Little discussion occurs about what was done on the professional development day and there is little if any follow-up on how the teachers are making use of what they learned. No one comes to their classrooms to see the changes the teacher has made or to make recommendations to those who haven't tried out any of the new ideas. A month or six weeks later, no one can remember the name of the famous consultant who visited the school for that day and everything settles in, and the administration starts trying to arrange and finance the next professional day with another celebrity consultant.

So what's to be done?

Returning to the idea of the school having an immune system, think about eliminating some of the "antibodies." Competition may not make adoption of technology urgent but developing our students into creative, inquisitive learners should be all the urgency we need. Recognizing that any change is likely to be slow, here are some suggestions for a principal or curriculum director to defeat the school's immunity to the changes for which technology can be the catalyst:

1. Build a culture of learning among the teachers. Start a book club; reward the volunteer work that teachers are forever doing around the school with some token that is a compliment and a challenge, like a gift of a professional book which you have read (not a gift certificate!). Keep a supply of these in your office for this purpose.

2. Celebrate the ingenuity and creativity of teachers in their classrooms. Visit classes not to judge but to learn. Publicly commend them in an email that is copied to all faculty. Don't have an email system in the school? Get one.

3. Drop the professional development days and substitute half days, and design creative ways to use these times, perhaps with smaller groups or departments. These could center on a video of one of the teachers doing an excellent class, using technology.

4. Note faculty achievements, like recognition they've received outside of school, or that they have had a letter to the editor or an opinion piece published.

5. Have and use personal accounts at LinkedIn, MySpace, FaceBook, Twitter, Audible and eBay.

6. Identify the resistors, luddites and naysayers, and keep them closer than the great integrators. Pay special attention to them so that you can reward any step forward they might make. But clarify expectations and the time period in which these expectations should be met.

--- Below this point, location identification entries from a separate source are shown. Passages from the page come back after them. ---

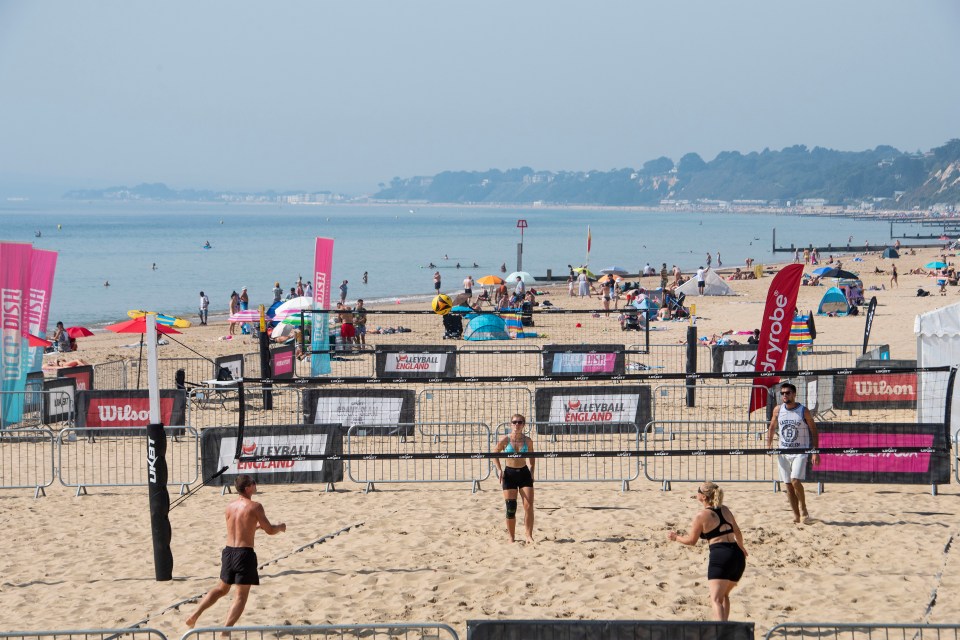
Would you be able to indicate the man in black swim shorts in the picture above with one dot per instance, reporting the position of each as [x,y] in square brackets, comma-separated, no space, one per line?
[238,560]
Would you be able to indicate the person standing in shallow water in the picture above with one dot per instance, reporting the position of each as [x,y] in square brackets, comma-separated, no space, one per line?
[517,476]
[728,557]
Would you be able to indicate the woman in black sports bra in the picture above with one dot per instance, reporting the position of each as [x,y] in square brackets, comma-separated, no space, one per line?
[728,557]
[517,475]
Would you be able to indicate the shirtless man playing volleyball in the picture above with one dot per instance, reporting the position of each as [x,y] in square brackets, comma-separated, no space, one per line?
[238,560]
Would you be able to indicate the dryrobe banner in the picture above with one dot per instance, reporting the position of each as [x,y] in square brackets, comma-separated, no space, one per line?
[319,338]
[59,400]
[281,362]
[614,408]
[82,374]
[14,294]
[353,407]
[583,359]
[875,391]
[43,264]
[885,468]
[775,330]
[219,444]
[743,357]
[233,364]
[416,361]
[117,409]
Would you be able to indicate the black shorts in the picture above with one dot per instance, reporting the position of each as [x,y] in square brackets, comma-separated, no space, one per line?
[516,477]
[238,565]
[727,562]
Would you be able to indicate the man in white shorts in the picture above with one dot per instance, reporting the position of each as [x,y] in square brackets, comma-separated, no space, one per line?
[796,430]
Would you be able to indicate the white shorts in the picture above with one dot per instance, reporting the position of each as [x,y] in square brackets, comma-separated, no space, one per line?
[792,466]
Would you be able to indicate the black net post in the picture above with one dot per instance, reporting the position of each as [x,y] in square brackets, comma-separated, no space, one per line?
[159,502]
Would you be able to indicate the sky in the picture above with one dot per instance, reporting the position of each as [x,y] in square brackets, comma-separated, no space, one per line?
[343,95]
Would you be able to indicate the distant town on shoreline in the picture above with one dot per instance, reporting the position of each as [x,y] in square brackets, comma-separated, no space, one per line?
[795,178]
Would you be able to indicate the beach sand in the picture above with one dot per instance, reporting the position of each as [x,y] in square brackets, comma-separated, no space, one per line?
[438,553]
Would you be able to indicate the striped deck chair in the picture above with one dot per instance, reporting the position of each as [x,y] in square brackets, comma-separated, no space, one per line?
[800,334]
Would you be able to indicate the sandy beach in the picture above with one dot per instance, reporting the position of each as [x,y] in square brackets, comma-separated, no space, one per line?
[438,553]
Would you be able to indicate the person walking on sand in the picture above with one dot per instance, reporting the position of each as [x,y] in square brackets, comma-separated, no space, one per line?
[794,424]
[517,476]
[238,560]
[204,308]
[728,557]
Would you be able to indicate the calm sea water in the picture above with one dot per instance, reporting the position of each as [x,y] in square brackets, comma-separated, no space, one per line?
[255,245]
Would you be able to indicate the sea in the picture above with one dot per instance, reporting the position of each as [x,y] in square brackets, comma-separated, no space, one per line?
[153,256]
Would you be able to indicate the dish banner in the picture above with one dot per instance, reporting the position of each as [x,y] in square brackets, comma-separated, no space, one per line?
[917,467]
[583,359]
[775,330]
[219,444]
[319,338]
[603,409]
[43,264]
[14,293]
[871,310]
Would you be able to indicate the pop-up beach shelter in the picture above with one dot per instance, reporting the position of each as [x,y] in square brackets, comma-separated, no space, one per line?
[713,285]
[487,326]
[938,344]
[833,301]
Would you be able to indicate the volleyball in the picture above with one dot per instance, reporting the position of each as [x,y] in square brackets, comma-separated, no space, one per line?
[442,304]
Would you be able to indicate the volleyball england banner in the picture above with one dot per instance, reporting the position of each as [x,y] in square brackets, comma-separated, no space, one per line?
[775,330]
[320,341]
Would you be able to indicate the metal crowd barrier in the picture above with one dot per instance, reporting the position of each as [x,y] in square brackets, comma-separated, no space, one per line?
[866,631]
[432,438]
[486,404]
[27,460]
[549,437]
[86,634]
[219,406]
[111,375]
[98,458]
[384,631]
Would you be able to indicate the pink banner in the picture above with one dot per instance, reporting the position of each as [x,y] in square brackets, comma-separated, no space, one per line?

Joe Hofmeister is a highly experienced educational technology consultant. He has particularly been involved with schools that are either starting a 1-to-1 program or that find themselves needing to get their laptop learning program back into high gear. As long-term technology director at Cincinnati Country Day School, he led the school's pioneering efforts with one of the nation's first immersions into a laptop program. Joe has spoken at many conferences and seminars and has been on advisory boards at Apple, Microsoft, Toshiba and the Bertelsmann Foundation. He has co-authored eight books for classroom integration of technology and has contributed chapters and articles to a number of other publications. Along with serving as an AALF consultant and coach, he is presently a member of the NAIS Technology Task Force and recently was invited to take part in Ohio's Institute on Creativity and Innovation in Schools. He can be reached at: joe.hofmeister@mindtoolsconsulting.com
January 14th, 2010 @ 1:14PM


Comments
 
True
I think you are correct Joe about, "Identify the resistors, luddites and naysayers, and keep them closer than the great integrators." I can back you up on this. It is not always the early adopters who win people over. It is more often the respected teachers and key underground movers and shakers on staff.
Posted By: Charlie O'Sullivan on January 17th, 2010 @ 3:23PM
 
Disrupting Class
An analogy might be to look at other professions - if one doctor is trained in a new procedure then the practice of that new procedure will spread from doctor to doctor. (But not any doctor I would want to treat me!)

Systems try to protect themselves from attempts at substantial reform; this is the theme of the book "Disrupting Class" (Clayton Christensen) which basically says that for substantive systemic change to take place, it needs to do so outside the existing structure - precisely because of those "antibodies" and all that they imply - resistance, just enough change to mollify, protection of the status quo.